I was thinking today about what the church is supposed to look like. If you ask most pastors, they will probably take you to Acts 2:42-47. We use this to describe the church all the time. And it is an excellent description. Here are the characteristics: they devoted themselves to the Word of God, prayer, meeting together regularly, taking the Lord's Supper, having meals together, sharing all things, and having unity. They also saw many people get saved and join them. Every pastor I know is like, "Give me that!" And I am sure all of us want our church to have that back. However, a lot of those things either look radically different or aren't happening at all right now in churches across the world because of the Coronavirus. So, what do we do? What does that mean? Are we still the church?
Well, by the time we get to Acts 8, everything changes for the church. The world is turned upside down in an instance. Let's read what happens:
1 Saul agreed with putting him to death. On that day a severe persecution broke out against the church in Jerusalem, and all except the apostles were scattered throughout the land of Judea and Samaria. 2 Devout men buried Stephen and mourned deeply over him. 3 Saul, however, was ravaging the church. He would enter house after house, drag off men and women, and put them in prison.
It began with the death of Stephen and moved to Christians everywhere. Wow! In a day, the church in Jerusalem is scattered. All the believers that had joined the church in the first days of the church are now scattered all over the world. It kind of sounds like what happened three weeks ago with the Coronavirus. We were all planning to have service that Sunday as usual, and that week everything changed. The church didn't look like it did every other week. It still doesn't.
But that isn't what we should focus on, and that not what the Bible focuses on either.
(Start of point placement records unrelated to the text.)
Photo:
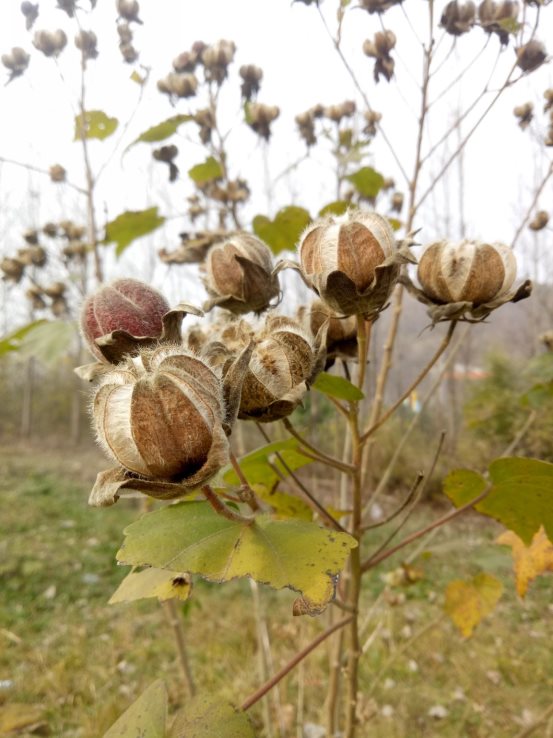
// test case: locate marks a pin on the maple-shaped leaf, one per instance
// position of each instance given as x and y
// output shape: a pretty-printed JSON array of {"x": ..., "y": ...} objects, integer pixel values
[
  {"x": 529, "y": 561},
  {"x": 467, "y": 602}
]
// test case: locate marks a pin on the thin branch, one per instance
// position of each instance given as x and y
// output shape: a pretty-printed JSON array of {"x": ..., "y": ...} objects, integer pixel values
[
  {"x": 374, "y": 560},
  {"x": 532, "y": 205},
  {"x": 383, "y": 418},
  {"x": 262, "y": 691},
  {"x": 32, "y": 168}
]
Let's keep on reading in verse 4.
4 So those who were scattered went on their way preaching the word. 5 Philip went down to a city in Samaria and proclaimed the Messiah to them. 6 The crowds were all paying attention to what Philip said, as they listened and saw the signs he was performing. 7 For unclean spirits, crying out with a loud voice, came out of many who were possessed, and many who were paralyzed and lame were healed. 8 So there was great joy in that city.
Wherever they went, they continued to share the gospel with people. Philip, in particular, is in a new community with a group of Samaritans, look what happens!
9 A man named Simon had previously practiced sorcery in that city and amazed the Samaritan people, while claiming to be somebody great. 10 They all paid attention to him, from the least of them to the greatest, and they said, "This man is called the Great Power of God." 11 They were attentive to him because he had amazed them with his sorceries for a long time. 12 But when they believed Philip, as he proclaimed the good news about the kingdom of God and the name of Jesus Christ, both men and women were baptized. 13 Even Simon himself believed. And after he was baptized, he followed Philip everywhere and was amazed as he observed the signs and great miracles that were being performed.
God did many miracles, and men and women far from Jesus were saved and baptized into the church from all around.
We see in the book of Acts the church is a group of people gathered together in the name of Jesus. At first, they were gathered together, and everything was awesome, and droves of people were coming to Jesus. But then persecution broke out, and they were scattered and guess what! There were still droves of people coming to Jesus.
Church, whether we are gathered or scattered, let us keep our focus on Acts 1:8 "But you will receive power when the Holy Spirit has come on you, and you will be my witnesses in Jerusalem, in all Judea and Samaria, and to the end of the earth."
The way our church looks right now may be different than what we are used to, but Jesus has still given us the Holy Spirit to be His witnesses wherever we are. Like the list in Acts 2:42-47 states, the church was unified. A short distance is not what connects us as a church, but rather what unifies us, the love of Christ that we have each experienced and a love for Christ to carry out His mission to the ends of the earth. While we are scattered, are we still unified in our purpose: To Make Disciples Who Make Disciples?
When we gather again in a few Sunday's what will our church services look like?
Will it look the same as it did the Sunday before we were scattered? Or, will our church have many new faces and get to celebrate the new life that many people have found in Jesus during this time. While we are scattered, will we be faithful to Jesus’ command in Acts 1:8, to be His witnesses wherever we are, expanding His kingdom all over Central Virginia?
I love you, Hyland Heights, and I cannot wait until we are gathered together again, but I am even more excited to hear about all of the things Jesus is doing through our church while we are scattered.